Data readiness strategies of AI Start-ups

Last week, at an event on AI, I asked the panel about how investors evaluate the Data readiness of AI start-ups. This subject is close to my work and my teaching. I teach a course on Implementing Enterprise AI and also teach Data Science for IoT at the University of Oxford.  Below are my perspectives.  

Data readiness strategies of AI Start-ups


Professor Neil Laurence has proposed a concept of Data readiness levels. The highest level of Data readiness represents Data which is most useful to make predictions i.e. “Can we use this data to prove the efficacy of a drug?”

In many cases, start-ups do not have data that is useful for making predictions. This applies very much to AI start-ups.

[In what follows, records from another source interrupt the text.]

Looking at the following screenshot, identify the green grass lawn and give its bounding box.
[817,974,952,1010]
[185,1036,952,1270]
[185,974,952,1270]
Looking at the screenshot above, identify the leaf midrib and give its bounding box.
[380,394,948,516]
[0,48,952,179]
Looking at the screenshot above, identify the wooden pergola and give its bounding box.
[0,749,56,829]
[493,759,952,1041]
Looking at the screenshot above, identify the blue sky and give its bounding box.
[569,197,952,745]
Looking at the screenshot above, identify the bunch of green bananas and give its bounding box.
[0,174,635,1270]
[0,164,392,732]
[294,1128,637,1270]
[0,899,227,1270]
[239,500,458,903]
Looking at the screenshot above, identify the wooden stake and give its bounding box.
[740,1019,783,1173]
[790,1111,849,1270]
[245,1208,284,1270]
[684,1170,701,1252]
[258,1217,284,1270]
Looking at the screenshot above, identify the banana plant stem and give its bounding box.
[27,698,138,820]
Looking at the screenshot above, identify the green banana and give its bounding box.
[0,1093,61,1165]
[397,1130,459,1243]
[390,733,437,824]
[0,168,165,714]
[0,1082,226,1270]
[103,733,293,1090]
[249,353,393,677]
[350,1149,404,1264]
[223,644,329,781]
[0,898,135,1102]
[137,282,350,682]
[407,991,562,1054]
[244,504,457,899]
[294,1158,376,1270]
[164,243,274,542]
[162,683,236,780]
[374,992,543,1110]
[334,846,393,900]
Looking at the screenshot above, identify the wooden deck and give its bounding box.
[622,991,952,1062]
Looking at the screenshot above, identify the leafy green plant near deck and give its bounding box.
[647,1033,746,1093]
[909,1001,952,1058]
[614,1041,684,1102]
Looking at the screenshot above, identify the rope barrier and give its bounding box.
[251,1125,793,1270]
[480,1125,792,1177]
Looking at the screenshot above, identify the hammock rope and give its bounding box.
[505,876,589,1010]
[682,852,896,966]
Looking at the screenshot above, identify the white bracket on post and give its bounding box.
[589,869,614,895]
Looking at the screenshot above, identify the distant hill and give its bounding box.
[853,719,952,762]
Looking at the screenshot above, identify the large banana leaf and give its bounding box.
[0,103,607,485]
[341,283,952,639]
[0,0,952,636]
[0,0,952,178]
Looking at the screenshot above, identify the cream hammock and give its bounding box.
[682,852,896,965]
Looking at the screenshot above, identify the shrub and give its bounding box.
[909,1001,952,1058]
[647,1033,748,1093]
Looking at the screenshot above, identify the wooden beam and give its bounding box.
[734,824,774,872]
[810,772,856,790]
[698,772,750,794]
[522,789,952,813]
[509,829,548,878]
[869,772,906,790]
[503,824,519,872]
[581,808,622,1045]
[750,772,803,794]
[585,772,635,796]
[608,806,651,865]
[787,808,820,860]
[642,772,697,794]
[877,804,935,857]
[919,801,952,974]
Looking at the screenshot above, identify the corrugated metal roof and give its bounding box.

 AI is based on Deep Learning algorithms. Deep Learning involves automatic feature detection from data. To do so, by definition, we need a lot of Data. More specifically, we need a lot of labelled data to train the Deep Learning algorithm layers.

Many start-ups/companies do not have this data – and hence may not be able to solve the problem they set out to solve. Hence, one could argue that most AI start-ups are actually not Data ready.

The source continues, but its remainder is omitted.